Sembrerebbe un film giocato sulle simmetrie uomo-donna, maschile-femminile: non vediamo forse due storie di adulterio che sembrano così simili l’una con l’altra? Niente sarebbe più sbagliato. Le due posizioni sono invece asimmetriche, incommensurabili, perché tra uomini e donne non c’è regola che possa introdurre una misura in questa profonda e radicale differenza. Lui lo vediamo fermo, impaurito, immobile al centro della stanza, che continua a giustificare le sue azioni con il fatto che “per gli uomini è così” e che è costretto a fare quello che fa: ovvero esclude il proprio desiderio dalla coppia. Sarà lei che dovrà portare la guerra e la forza distruttiva del proprio desiderio dentro quella storia, perché forse qualcosa del loro rapporto possa ancora una volta ricominciare.
Con L’Ombre des femmes Philippe Garrel fa uno dei suoi lavori più ispirati e intensi degli ultimi anni.
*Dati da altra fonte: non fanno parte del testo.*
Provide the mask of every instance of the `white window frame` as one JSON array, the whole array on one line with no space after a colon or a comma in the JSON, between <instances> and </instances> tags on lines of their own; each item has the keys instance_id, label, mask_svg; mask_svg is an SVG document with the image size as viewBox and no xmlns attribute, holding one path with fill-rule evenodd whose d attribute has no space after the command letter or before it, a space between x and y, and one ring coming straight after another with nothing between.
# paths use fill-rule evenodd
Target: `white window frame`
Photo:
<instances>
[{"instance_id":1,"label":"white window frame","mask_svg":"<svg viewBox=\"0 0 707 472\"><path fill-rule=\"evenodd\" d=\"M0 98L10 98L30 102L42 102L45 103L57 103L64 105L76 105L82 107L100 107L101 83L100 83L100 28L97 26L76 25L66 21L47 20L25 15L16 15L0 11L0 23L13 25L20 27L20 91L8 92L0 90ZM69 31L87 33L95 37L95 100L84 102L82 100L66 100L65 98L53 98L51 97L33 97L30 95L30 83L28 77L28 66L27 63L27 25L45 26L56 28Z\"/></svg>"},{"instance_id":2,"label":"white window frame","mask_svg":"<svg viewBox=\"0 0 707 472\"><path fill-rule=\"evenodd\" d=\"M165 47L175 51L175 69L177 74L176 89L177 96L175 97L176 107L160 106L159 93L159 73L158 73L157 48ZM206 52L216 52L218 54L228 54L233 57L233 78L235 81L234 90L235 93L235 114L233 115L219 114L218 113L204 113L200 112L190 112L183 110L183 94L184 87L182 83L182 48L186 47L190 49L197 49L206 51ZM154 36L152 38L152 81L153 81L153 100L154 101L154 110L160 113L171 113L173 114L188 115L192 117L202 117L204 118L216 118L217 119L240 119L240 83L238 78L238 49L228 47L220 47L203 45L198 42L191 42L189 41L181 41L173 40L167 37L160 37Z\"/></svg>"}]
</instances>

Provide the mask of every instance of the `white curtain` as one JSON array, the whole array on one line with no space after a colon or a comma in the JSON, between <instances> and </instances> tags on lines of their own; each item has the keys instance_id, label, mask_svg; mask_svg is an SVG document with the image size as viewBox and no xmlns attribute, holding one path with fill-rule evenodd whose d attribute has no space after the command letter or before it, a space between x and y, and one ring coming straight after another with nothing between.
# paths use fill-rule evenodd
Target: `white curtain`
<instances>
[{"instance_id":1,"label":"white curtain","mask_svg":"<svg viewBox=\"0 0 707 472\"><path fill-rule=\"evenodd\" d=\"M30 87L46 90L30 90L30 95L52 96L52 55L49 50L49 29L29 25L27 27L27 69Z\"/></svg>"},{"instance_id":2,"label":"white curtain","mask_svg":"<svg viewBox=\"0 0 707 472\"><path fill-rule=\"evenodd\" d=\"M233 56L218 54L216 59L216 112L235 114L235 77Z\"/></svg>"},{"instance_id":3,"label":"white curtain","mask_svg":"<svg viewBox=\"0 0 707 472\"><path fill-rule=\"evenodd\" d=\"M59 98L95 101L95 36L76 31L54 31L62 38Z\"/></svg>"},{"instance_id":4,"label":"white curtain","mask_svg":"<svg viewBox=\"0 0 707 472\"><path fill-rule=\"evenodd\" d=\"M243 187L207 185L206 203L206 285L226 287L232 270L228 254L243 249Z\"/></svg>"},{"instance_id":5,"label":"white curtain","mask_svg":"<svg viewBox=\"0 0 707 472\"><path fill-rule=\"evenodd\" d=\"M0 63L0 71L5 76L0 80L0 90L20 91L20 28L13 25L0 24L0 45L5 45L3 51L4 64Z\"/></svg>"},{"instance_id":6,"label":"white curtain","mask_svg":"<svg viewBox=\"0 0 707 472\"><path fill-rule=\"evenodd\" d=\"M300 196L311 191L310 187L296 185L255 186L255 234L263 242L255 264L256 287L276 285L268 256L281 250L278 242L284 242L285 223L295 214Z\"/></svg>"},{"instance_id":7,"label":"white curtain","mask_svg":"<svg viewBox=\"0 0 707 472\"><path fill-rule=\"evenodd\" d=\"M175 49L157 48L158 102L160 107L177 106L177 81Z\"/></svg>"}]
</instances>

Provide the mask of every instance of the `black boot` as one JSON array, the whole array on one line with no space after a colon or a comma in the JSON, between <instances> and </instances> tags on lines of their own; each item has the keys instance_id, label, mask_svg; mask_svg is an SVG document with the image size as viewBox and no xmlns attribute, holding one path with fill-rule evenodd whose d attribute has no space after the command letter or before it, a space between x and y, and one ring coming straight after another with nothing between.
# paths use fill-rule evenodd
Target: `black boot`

La semplicità della messa in scena, la polarizzazione del bellissimo bianco e nero di Renato Berta, la povertà delle location e la brevità della pellicola (poco più di 70 minuti) non fanno altro che dare forza alla chiarezza cristallina della riflessione di fondo (e non è un caso che il gioco di luci e ombre è uno dei temi fondamentali del film).
Qualcuno, in conferenza stampa, si è detto stupito per le molte risate durante la proiezione, quasi indispettito dal fatto che per una volta Garrel sembrasse quasi aver toccato delle punte di vera e propria commedia (la voce off del figlio Louis che fa da narratore della vicenda sembra introdurre un’inconsueta distanza ironica). E la risposta del regista, geniale e fulminante, non può che darci un ulteriore elemento per capire il film: «La sceneggiatura non era per nulla divertente; se avete riso è perché conoscete quello che avviene sullo schermo “persino troppo bene”». Come insegna Freud, la risata è un meccanismo di difesa che avviene quando qualcosa che ci provoca angoscia deve essere esorcizzato.
L’Ombre des femmes non è un film inoffensivo e leggero, che magari flirta un po’ con l’immaginario bohémien dell’artista parigino esistenzialista: è un’ulteriore prova di come il cinema di Garrel non parli nient’altro che di conflitti, da 47 anni a questa parte. E speriamo davvero con tutto il cuore che non si fermi qui.